# Report: Library coverage of SJR titles

#### Description
This notebook allows you to compare list(s) of journal titles from __[Scimago Journal Ranking reports (SJR)](https://www.scimagojr.com/)__ against your library's holdings of journals in Primo. It will generate a spreadsheet of the full-text availability for all titles in the report, automatically!

#### Dependencies & requirements
This notebook queries the Alma link resolver, so this will only work for libraries that use Primo.

To run this notebook, you will need:
* Python 3
* Jupyter Notebooks
* The open source packages that are loaded below

#### Notes & disclaimer
This code may not be perfect, so it is worth double checking the results. Errors will also be introduced based on the metadata quality:
* The ISSNs provided by the SJR report may not match up with the ISSNs in your MARC records
* The coverage availability statements are pulled from the link resolver, which are only as good as your electronic records in Alma

I am always welcome to collaboration -- if this work can be improved, please reach out!

#### Author
Created by Roger Reka and last updated 9 February 2023.

***

# Setup

### Base URL
The first thing you need to do to setup this notebook is to identify the base URL for your Alma link resolver. It should look something like this `https://ca01.alma.exlibrisgroup.com/view/uresolver/01UTON_UW/openurl?`.

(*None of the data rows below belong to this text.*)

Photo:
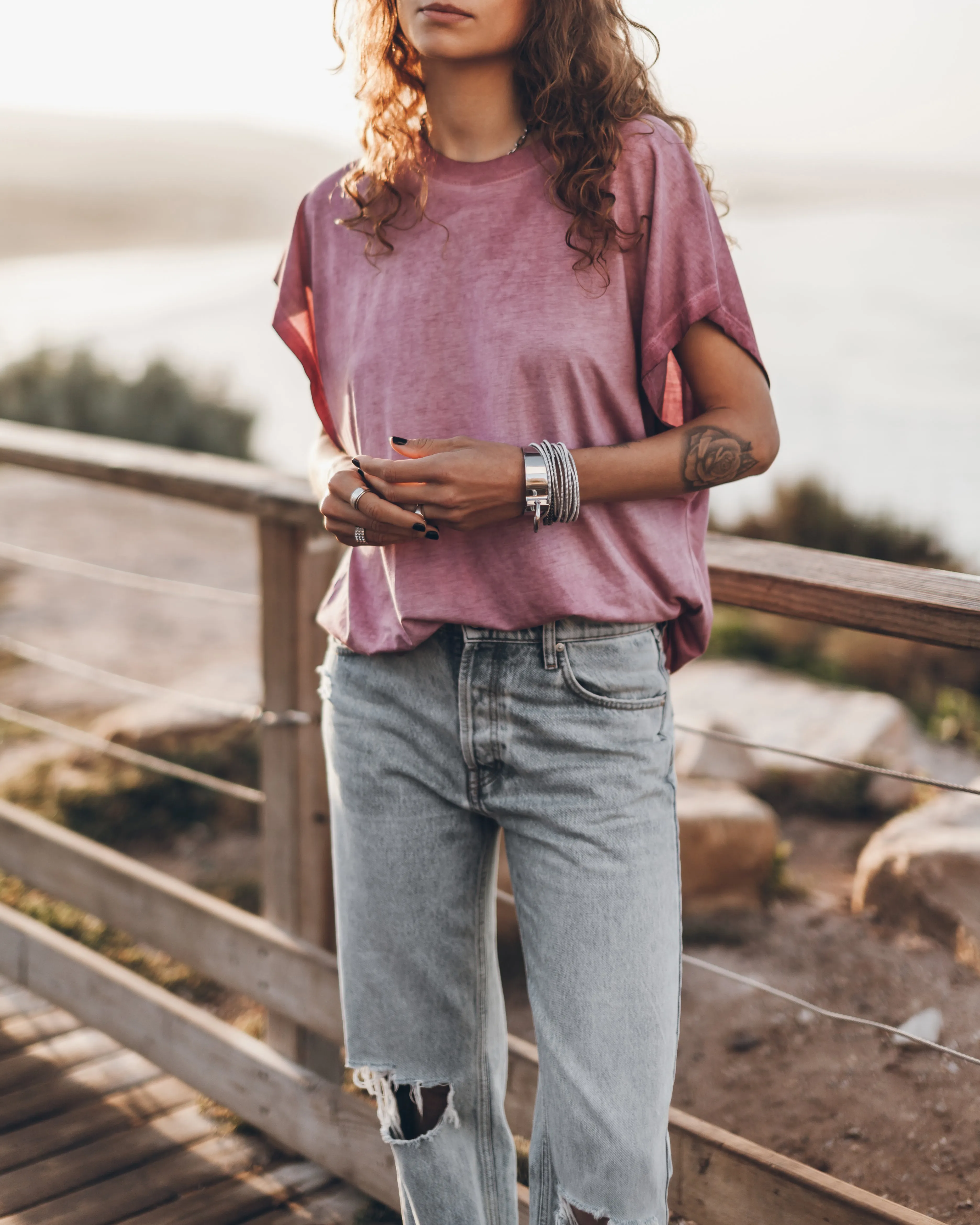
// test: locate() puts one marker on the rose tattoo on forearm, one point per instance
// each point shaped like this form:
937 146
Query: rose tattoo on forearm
714 457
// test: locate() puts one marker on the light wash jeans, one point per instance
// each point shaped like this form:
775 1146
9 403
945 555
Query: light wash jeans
561 737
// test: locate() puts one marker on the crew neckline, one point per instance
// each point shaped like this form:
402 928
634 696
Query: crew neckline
444 168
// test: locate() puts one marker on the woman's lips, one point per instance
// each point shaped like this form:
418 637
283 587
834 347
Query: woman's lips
445 14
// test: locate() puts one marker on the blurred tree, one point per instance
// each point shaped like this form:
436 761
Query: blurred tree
810 515
74 392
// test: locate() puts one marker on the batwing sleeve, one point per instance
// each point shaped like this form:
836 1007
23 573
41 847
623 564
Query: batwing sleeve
294 319
690 276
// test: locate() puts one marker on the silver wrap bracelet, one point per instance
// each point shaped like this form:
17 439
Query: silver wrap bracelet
550 483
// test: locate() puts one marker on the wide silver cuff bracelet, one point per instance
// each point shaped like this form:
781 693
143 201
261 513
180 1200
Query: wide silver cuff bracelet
537 489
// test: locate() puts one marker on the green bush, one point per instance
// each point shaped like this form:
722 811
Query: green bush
809 515
74 392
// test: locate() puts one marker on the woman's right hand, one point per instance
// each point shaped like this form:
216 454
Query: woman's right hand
383 522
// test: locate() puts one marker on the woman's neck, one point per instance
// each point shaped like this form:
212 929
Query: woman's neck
473 108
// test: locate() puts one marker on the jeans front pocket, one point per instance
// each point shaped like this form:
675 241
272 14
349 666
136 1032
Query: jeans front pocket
624 673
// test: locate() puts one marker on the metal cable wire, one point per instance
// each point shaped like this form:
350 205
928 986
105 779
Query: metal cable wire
124 577
127 684
825 1012
840 762
508 898
132 756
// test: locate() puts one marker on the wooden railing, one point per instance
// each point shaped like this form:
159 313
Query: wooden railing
285 961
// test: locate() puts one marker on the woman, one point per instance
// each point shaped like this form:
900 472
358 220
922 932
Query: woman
527 253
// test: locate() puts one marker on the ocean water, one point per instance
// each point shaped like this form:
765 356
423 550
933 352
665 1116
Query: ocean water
868 318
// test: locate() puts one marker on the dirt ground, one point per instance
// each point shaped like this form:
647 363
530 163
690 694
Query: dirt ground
844 1099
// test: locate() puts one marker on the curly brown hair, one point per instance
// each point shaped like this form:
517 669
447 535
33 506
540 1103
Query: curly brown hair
580 78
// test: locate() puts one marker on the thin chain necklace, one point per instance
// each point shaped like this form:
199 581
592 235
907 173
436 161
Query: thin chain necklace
519 143
521 140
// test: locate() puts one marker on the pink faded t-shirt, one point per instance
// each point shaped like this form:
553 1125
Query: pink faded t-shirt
478 325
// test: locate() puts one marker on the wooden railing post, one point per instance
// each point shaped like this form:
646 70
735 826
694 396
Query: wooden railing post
298 885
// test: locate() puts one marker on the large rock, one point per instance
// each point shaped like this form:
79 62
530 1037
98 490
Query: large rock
922 871
775 707
728 841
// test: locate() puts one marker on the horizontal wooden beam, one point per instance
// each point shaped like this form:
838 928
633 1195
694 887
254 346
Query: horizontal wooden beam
721 1179
239 950
215 481
908 602
292 1104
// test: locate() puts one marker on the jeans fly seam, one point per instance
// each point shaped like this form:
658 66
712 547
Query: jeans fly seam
497 672
465 696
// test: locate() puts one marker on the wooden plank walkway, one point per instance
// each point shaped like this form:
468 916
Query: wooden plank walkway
92 1134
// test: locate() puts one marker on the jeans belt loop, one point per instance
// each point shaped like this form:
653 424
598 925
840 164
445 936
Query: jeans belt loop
548 647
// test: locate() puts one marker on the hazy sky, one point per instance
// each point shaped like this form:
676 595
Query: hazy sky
886 79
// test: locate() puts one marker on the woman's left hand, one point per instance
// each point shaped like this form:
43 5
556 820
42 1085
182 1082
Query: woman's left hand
461 483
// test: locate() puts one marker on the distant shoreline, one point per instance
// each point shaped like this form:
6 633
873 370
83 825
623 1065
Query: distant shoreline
84 184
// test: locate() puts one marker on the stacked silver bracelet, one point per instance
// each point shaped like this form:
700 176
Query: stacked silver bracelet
550 483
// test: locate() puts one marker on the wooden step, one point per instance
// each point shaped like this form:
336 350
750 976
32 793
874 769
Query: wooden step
123 1070
48 1058
107 1116
23 1031
102 1158
242 1199
119 1199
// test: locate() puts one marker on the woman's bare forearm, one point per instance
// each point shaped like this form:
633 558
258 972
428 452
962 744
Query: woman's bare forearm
720 446
734 437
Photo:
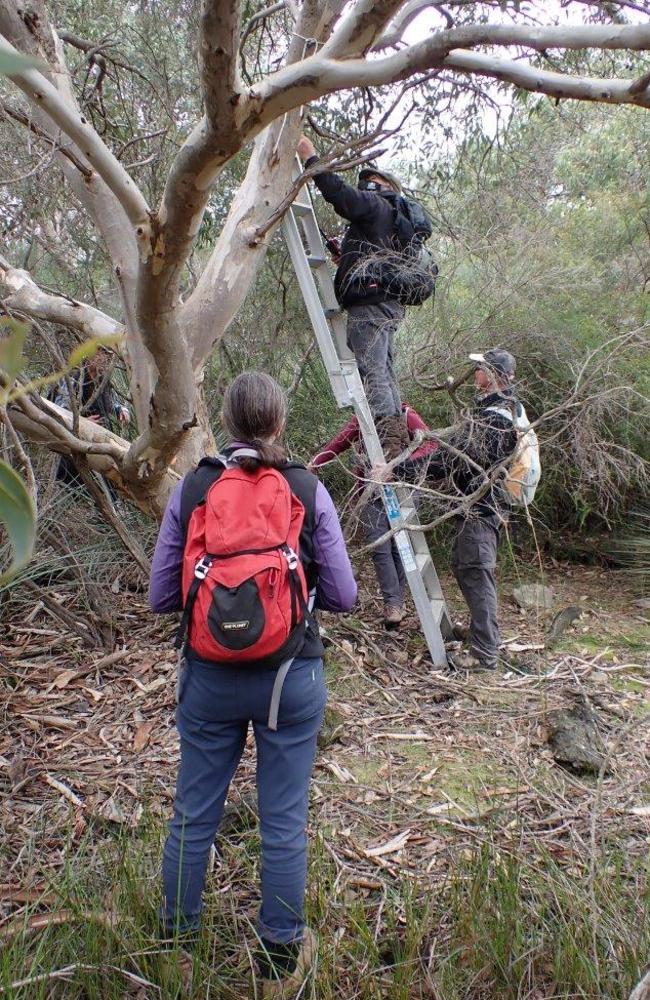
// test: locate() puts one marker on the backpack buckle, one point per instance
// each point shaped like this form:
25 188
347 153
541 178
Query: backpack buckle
291 557
202 567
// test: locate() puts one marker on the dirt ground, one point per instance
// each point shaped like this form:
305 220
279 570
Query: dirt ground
412 760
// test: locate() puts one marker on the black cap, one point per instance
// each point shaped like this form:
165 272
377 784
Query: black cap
499 360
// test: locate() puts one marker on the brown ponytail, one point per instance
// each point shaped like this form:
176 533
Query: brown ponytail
254 409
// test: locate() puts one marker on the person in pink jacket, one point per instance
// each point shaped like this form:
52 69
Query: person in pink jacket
388 565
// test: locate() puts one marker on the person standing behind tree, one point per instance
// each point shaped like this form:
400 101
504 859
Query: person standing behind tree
97 400
237 508
385 557
374 312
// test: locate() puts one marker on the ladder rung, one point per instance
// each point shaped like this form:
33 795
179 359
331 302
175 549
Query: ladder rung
408 513
315 277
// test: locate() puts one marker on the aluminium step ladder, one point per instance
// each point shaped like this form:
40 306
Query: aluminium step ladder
308 255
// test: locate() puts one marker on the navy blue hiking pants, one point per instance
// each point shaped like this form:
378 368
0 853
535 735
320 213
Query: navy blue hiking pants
216 705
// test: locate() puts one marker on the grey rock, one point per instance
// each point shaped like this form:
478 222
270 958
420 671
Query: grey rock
574 740
561 622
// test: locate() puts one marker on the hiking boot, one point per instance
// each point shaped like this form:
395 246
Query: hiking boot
469 661
290 985
393 435
393 616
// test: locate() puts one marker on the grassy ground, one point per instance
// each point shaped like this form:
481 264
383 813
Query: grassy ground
451 857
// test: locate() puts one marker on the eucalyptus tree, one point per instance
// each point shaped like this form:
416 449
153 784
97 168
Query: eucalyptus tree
227 84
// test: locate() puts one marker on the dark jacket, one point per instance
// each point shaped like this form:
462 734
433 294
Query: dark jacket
372 226
487 438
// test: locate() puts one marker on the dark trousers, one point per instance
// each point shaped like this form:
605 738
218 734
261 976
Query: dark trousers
473 562
216 705
371 336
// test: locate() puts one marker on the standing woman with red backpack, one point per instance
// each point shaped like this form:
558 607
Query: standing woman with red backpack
245 539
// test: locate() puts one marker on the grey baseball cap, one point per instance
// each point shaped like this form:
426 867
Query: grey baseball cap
499 360
371 171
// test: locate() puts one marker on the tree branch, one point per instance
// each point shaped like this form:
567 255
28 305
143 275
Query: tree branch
538 81
22 118
360 28
25 296
218 60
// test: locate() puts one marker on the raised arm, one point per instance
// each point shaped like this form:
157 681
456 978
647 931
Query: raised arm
338 444
337 588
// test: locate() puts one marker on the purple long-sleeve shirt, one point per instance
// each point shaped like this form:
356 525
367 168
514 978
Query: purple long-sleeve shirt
336 589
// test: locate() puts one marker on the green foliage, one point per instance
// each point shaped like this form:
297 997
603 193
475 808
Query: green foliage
14 62
18 515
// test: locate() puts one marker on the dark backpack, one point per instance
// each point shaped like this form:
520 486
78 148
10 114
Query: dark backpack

Once you have it, go to the `config.py` file and enter it in the `base_URL` field.

You only have to do this once.

### Install the required packages
If you don't have these installed already, you will need to do this now. This notebook uses several open source Python packages that you will have to install into your environment.

* `pandas`
* `requests`
* `xml.etree.ElementTree`
* `re`
* `glob`

You only have to do this once (aside from updates)

***

## Analysis
This is the start of the actual report analysis. 

### Grab your SJR files
Go to __[Scimago Journal Ranking reports (SJR)](https://www.scimagojr.com/journalrank.php)__ webpage and download the ranking lists that you are interested in. 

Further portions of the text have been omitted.